Maintain stable internet and a backup connection (e.g., alternative ISP/4G).
Keep devices patched and supported; secure local networks and POS peripherals (printers, cash drawers).
Do not jailbreak/root devices used to access the Service.
Report suspected malware or compromise immediately.

Prohibited Transactions & Content (Examples)

Illegal drugs, weapons, counterfeit goods, stolen property.
Incitement to violence; extremist content; exploitation or abuse.
Unlicensed gambling/lotteries; pyramid schemes.
Sanctioned countries/parties or export‑controlled items in breach of applicable law.
Any activity that breaches food, alcohol, or health & safety regulations.

User‑Generated Content (UGC)

If you enable reviews/comments/UGC:

Provide clear house rules; moderate for unlawful or abusive content.
Remove content on valid legal notice (e.g., defamation, IP infringement).
Preserve evidence for reasonable time when investigating.

Intellectual Property & Data Ownership

You retain ownership of your content and customer data; you grant Yepyet the rights necessary to operate the Service.
Do not upload content you do not have permission to use.
Respect Yepyet’s IP; do not use our trademarks without permission.
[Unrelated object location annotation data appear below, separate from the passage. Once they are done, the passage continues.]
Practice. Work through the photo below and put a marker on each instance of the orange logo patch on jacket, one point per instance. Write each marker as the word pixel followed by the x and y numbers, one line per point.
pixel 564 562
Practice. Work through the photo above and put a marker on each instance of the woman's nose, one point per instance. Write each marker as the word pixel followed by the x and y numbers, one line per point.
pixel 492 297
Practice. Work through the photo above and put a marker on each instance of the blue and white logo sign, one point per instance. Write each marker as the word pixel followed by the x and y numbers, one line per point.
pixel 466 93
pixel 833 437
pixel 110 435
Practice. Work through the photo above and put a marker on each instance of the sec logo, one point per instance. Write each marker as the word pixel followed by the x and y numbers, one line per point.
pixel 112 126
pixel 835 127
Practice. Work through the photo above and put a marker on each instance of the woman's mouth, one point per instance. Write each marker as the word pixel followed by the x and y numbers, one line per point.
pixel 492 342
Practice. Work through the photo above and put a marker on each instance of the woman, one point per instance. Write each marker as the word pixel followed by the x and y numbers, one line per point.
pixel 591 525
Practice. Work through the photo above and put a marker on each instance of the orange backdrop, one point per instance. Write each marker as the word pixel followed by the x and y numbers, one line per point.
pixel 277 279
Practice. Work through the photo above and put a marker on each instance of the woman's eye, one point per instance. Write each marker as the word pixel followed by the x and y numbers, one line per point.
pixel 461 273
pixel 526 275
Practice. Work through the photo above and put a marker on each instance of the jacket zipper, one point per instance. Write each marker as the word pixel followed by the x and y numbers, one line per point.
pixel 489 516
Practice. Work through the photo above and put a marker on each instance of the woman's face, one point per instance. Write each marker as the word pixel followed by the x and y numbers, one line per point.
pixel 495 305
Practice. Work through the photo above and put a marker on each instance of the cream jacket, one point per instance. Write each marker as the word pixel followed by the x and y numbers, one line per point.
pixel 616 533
Breach, Suspension & Termination

Yepyet may investigate suspected AUP breaches.
We may suspend or restrict access immediately where necessary to protect the Service, other users, or comply with law.
Repeated or serious violations may lead to termination under the Terms & Conditions.
Where lawful, we will notify you with reasons and steps to remedy.

Reporting Abuse

Report violations, security issues, or illegal content to abuse@Yepyet.com (emergencies: phone [(01) 905 9353]). Provide detailed logs, times, and examples where possible.

Changes to this AUP

We may update this AUP from time to time. Material changes will be notified in advance where practicable. Continued use of the Service constitutes acceptance of the updated AUP.

Governing Law

This AUP is governed by the laws of Ireland, with disputes subject to the exclusive jurisdiction of the Irish courts.

Acknowledgement

By using the Service, you confirm you have read, understood, and agree to comply with this Acceptable Use Policy.